Geen cliëntenonderzoek doen naar klanten kan bedrijven die onder de Wwft soms duur komen te staan. Een autoverhuurder kan waarschijnlijk fluiten naar een Audi SQ7 (fiscale waarde ongeveer €168.000) die aan een klant werd geleased die van een misdrijf wordt verdacht.
Justitie hoeft het beslag dat werd gelegd op de Audi niet op te heffen, heeft de rechtbank Oost-Brabant bepaald. Door zich niet op de hoogte te stellen van de wijze waarop de klant (die momenteel in een penitentiaire inrichting verblijft) een aanbetaling van € 84.102,90 deed stelde het bedrijf zich bloot aan de reële mogelijkheid dat zij de meldplicht voor ongebruikelijke transacties niet naleeft.
Uitspraak: ECLI:NL:RBOBR:2021:410
Huurovereenkomst Audi SQ7
Het bedrijf dat over de beslaglegging had geklaagd houdt zich (onder meer) bezig met het verhuren (al dan niet in de juridische vorm van huurkoop) van auto’s, met name in het duurdere prijssegment. Medio 2019 werd met betrekking tot de lease van auto’s een mantelovereenkomst gesloten tussen het bedrijf en de BV van de klant. Tussen de BV en de verhuurder werd vervolgens ook een huurovereenkomst gesloten voor een personenauto, met een looptijd van 36 maanden. In 2020 – ongeveer een jaar en dus ruimschoots vóór het einde van de looptijd van deze eerste huurovereenkomst – liet de klant aan een autodealer weten de Audi SQ7 te willen leasen, waarbij zijn voorgaande auto zou worden ingeruild. De dealer benaderde vervolgens de verhuurder voor het tot stand brengen van een huurovereenkomst tussen de klant en de verhuurder. De verhuurder betaalde het te financieren bedrag aan de dealer. De klant deed vervolgens bij de dealer een aanbetaling van € 84.102,90 ten behoeve van de verhuurder. Die verhuurder is er niet bekend mee hoe de klant de aanbetaling heeft verricht, of er al dan niet sprake is geweest van contante betaling. Bij het sluiten van de huurovereenkomst was geen (rechtstreeks) contact tussen de verhuurder en de klant.
Bezwaar tegen beslaglegging
Justitie legde op een bepaald moment beslag op de Audi op grond van artikel 94a, eerste lid, Sv. Op basis van dat artikel kunnen, in geval van verdenking van een misdrijf, waarvoor een geldboete van de vijfde categorie kan worden opgelegd, voorwerpen inbeslaggenomen worden tot bewaring van het recht tot verhaal voor een ter zake van dat misdrijf op te leggen geldboete. De verhuurder maakte daarop als eigenaar van de Audi bezwaar tegen de beslaglegging. Bij de beoordeling kijkt de rechtbank onder andere naar de Wwft, aangezien de verhuurder is aan te merken als een instelling als in de Wwft bedoeld.
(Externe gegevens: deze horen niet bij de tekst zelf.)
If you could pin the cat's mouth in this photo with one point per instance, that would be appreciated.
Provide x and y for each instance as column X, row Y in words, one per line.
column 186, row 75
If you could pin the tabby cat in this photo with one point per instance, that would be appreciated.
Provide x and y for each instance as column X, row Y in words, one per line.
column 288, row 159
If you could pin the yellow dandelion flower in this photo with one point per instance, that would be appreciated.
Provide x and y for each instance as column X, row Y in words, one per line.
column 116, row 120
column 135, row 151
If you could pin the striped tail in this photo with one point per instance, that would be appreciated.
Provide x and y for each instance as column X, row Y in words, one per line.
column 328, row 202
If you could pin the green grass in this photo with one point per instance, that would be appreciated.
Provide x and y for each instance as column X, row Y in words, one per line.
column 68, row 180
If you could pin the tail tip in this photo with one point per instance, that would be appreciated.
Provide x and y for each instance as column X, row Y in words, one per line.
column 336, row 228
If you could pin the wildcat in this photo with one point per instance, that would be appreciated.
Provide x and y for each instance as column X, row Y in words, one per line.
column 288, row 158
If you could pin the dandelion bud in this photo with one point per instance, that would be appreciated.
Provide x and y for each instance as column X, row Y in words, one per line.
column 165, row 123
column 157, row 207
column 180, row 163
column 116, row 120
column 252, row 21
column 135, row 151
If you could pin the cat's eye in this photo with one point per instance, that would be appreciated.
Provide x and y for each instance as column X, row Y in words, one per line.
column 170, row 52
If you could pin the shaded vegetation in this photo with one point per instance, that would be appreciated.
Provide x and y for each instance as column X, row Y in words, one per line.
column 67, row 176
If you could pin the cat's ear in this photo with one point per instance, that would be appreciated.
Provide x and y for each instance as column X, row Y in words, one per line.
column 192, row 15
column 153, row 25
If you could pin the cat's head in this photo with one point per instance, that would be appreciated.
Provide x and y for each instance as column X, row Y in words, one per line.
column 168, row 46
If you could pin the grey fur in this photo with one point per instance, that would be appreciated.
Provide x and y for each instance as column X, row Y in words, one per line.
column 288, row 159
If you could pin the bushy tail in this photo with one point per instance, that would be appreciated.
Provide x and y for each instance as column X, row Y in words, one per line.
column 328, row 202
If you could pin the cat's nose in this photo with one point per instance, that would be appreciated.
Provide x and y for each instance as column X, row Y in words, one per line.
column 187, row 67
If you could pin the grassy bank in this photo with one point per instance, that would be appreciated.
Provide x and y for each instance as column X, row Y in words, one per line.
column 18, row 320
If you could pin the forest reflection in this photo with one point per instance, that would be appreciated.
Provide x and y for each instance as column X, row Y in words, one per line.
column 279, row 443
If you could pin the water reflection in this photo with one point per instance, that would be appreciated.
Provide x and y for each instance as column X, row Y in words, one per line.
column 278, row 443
Het bedrijf kan daarom bekend worden verondersteld met het bepaalde bij en krachtens de Wwft, spreekt de rechter uit.
Cliëntenonderzoek Wwft
In artikel 3 van de Wwft is het cliëntenonderzoek geregeld. De rechtbank acht gelet op de inhoud van dit artikel het een reële mogelijkheid dat de verhuurder bij het aangaan van de huurovereenkomst met betrekking tot de auto had dienen over te gaan tot het verrichten van cliëntenonderzoek naar de BV. Uit de stelling van de verhuurder dat zij bij het sluiten van deze huurovereenkomst geen contact heeft gehad met de BV leidt de rechtbank echter af dat de verhuurder met betrekking tot de huurovereenkomst rond het sluiten ervan geen cliëntenonderzoek heeft verricht. De rechtbank beschikt ook niet over aanwijzingen dat nadien alsnog cliëntenonderzoek heeft plaatsgevonden. Bovendien stelt de verhuurder zich door zich niet op de hoogte te stellen van de wijze waarop de aanbetaling ten behoeve van de verhuurder is verricht (contant of anderszins) bloot aan de reële mogelijkheid dat zij de in artikel 16, eerste lid, van de Wwft neergelegde meldplicht voor ongebruikelijke transacties niet naleeft.
De reële kans dat een of meer bepalingen van de Wwft door de verhuurder niet zijn nageleefd acht de rechtbank, ook tegen de achtergrond van de doelstellingen van de Wwft, een concrete aanwijzing dat zich in dit geval een situatie voordoet als bedoeld in artikel 94a, vierde lid, Sv.
Gelet op het voorgaande, bijeengenomen, is de rechtbank van oordeel dat zich in dit geval de situatie als bedoeld in artikel 94a, vierde lid, Sv voordoet.
Het beklag over het beslag wordt daarom ongegrond verklaard.